Labour’s spectacular advance in the polls since the Chancellor’s “fiscal event” a fortnight ago has raised the party’s hopes that it might be able to stage a recovery in Scotland and thereby end the SNP’s dominance of Scottish representation at Westminster. Three polls published this week to mark the SNP’s annual conference over the weekend in Aberdeen have certainly brought Labour plenty of encouraging news. However, they also underline the size of the challenge that the party still faces in Scotland.
All three polls confirm that much of the Britain-wide swing towards Labour has also occurred north of the border. On average the three polls put the party on 31 per cent, up 12 points on its Scottish vote share in 2019. Labour has not been as high as that in the polls since the 2014 Scottish independence referendum, after which the party suffered a calamitous decline (losing all but one of its 41 Scottish seats at the 2015 general election). Meanwhile, as elsewhere in Britain, Keir Starmer’s personal ratings have improved and are at a record level.
In the UK polls, the swing to Labour has, of course, taken away primarily from the Conservatives, reflecting an adverse voter reaction both to the mini-Budget and the financial market turbulence that followed in its wake. On average the Britain-wide polls now put the Conservatives on just 25 per cent, and the party consistently trails Labour on economic competence, while Truss’s personal ratings have plummeted to an even lower level than those for Boris Johnson.
Conservative support has fallen heavily in Scotland too. The latest polls give the party a tally of just 14 per cent, its worst position since the 2015 general election, while Truss’s personal popularity among Scots is no better than Johnson’s. If the latest poll figures were to be replicated at a general election, the Conservatives could find themselves without a single Scottish MP, just as they did after the 1997 election.

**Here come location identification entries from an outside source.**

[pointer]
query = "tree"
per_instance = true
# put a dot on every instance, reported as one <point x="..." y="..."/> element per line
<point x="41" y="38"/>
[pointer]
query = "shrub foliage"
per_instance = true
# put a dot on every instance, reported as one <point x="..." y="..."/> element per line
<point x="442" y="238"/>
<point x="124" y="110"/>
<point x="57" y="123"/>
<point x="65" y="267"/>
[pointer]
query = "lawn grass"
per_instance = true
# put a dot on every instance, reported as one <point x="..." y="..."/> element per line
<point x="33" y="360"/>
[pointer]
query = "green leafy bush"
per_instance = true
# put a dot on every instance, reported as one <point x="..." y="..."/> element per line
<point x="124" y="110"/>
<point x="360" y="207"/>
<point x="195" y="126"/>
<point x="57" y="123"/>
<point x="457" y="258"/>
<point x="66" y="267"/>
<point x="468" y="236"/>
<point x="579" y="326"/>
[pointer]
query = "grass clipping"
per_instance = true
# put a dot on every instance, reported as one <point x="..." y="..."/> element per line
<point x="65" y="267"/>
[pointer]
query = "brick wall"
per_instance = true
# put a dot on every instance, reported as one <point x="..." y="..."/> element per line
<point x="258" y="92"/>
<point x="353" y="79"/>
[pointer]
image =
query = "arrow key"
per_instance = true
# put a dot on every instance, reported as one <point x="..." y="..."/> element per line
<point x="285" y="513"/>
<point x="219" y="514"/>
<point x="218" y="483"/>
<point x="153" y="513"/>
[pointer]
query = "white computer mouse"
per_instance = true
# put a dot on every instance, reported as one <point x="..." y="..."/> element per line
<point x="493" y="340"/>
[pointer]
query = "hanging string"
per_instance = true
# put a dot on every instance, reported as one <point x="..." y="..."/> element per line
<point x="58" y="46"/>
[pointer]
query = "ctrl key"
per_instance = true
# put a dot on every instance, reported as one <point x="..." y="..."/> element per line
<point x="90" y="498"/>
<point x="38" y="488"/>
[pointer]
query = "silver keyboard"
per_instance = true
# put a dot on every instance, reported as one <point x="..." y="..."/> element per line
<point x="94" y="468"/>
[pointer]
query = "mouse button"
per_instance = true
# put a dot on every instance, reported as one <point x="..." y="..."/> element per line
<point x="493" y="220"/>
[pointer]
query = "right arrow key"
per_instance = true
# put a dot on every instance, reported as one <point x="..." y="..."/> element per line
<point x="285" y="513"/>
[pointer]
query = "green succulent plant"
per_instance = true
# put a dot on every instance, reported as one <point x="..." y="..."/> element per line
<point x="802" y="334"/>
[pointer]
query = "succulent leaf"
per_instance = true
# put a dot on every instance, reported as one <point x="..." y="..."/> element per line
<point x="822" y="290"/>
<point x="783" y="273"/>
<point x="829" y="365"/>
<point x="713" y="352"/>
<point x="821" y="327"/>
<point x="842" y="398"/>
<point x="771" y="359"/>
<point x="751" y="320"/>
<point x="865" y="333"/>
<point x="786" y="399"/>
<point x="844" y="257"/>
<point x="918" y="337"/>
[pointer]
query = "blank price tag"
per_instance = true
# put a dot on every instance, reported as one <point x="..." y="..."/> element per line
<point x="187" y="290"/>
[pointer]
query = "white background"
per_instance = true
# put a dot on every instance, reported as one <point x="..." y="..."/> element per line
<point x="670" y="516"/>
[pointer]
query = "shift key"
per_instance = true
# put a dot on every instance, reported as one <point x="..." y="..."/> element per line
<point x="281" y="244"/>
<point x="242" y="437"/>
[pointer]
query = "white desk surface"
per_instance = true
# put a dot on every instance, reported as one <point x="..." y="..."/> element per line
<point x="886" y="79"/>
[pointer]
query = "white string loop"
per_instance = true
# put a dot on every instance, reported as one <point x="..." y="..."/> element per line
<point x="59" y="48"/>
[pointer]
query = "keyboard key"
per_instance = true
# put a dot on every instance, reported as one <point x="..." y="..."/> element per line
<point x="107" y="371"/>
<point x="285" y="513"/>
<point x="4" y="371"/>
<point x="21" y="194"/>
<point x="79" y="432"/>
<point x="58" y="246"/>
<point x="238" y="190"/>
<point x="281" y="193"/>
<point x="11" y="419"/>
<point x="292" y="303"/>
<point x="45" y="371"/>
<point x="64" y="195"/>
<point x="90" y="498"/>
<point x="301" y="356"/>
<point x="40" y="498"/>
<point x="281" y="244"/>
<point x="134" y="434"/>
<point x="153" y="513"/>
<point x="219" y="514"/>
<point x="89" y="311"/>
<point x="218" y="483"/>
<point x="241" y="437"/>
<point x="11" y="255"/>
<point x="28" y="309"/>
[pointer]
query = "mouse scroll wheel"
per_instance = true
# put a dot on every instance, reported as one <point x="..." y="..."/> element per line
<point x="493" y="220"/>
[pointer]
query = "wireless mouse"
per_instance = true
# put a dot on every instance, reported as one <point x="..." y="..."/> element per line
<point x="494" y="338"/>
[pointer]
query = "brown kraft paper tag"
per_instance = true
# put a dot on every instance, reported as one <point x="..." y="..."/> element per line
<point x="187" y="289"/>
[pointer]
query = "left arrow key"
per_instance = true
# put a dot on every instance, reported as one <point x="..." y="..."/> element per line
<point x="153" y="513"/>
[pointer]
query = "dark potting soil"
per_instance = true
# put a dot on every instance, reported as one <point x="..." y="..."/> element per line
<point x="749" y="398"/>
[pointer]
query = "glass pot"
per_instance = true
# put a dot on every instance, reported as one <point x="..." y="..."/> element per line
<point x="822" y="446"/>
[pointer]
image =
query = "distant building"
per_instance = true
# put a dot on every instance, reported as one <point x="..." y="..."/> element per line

Even so, the swing from the Tories to Labour in these latest Scottish polls is not on the same scale as in recent Britain-wide polls. The 14 per cent tally for the Conservatives represents an 11-point fall on the party’s support since 2019 – little more than half the 20-point drop in the party’s support across Britain as a whole. Meanwhile, the 12-point increase in Labour support is markedly less than the 18-point advance (to 50 per cent) that the party is currently recording across the UK.
This reflects two crucial differences between politics north and south of the border. First, the Scottish Conservative Party is much less popular than its English counterpart and thus it has far fewer votes to lose. Second, the electoral scene is dominated by the SNP, and that dominance has been unaffected by the recent developments at Westminster.
On average, the three latest Scottish polls give the SNP 45 per cent of the vote – exactly in line with the nationalists’ tally in 2019 and little changed from previous polls taken earlier this year. There is little sign that the possibility of a Labour government at Westminster is persuading SNP supporters to change their loyalties. Meanwhile, Nicola Sturgeon’s personal popularity – still very much in positive territory – is undiminished too.
As a result, the prospects are still for no more than a modest increase in Labour’s Scottish representation at Westminster. Even in these latest polls, the party is still as much as 14 points behind the SNP. If the movement since 2019 recorded by the latest polls were to be replicated in each and every constituency, the party would find itself with just seven seats on the current boundaries, up six from 2019 but no more than what the party secured under Jeremy Corbyn’s leadership in 2017.
True, all six gains would come at the expense of the SNP, while anti-SNP tactical voting by some Conservative supporters might boost that tally a little more – though on these poll numbers there will not be many Tory votes left to squeeze. In the meantime, it is the SNP that would pick up the half dozen seats that the Conservatives are at risk of losing, leaving the nationalists’ Westminster representation undiminished.
To make serious inroads into the SNP’s dominance, Labour will likely have to reduce the nationalists’ lead down to ten points or less. But with the Conservatives already down to little more than their core vote, it is unlikely Labour can gain much more from them (nearly one in five of those who voted for the Scottish Conservatives in 2019 have already switched to Labour). Instead, the party is going to have to take voters from the SNP.
This will not be easy. The SNP’s electoral dominance is founded on the party’s ability to command the support of that half of the Scottish electorate (and the latest polls suggest that support for independence remains at around 49 per cent) that wishes to leave the UK. Three quarters of those who voted for independence in 2014 still back the SNP, while the figure for those who currently support it is even higher. Labour, by contrast, is still largely fishing in unionist waters. The key question that still faces the party in Scotland is what it can say to persuade independence supporters to switch their allegiance.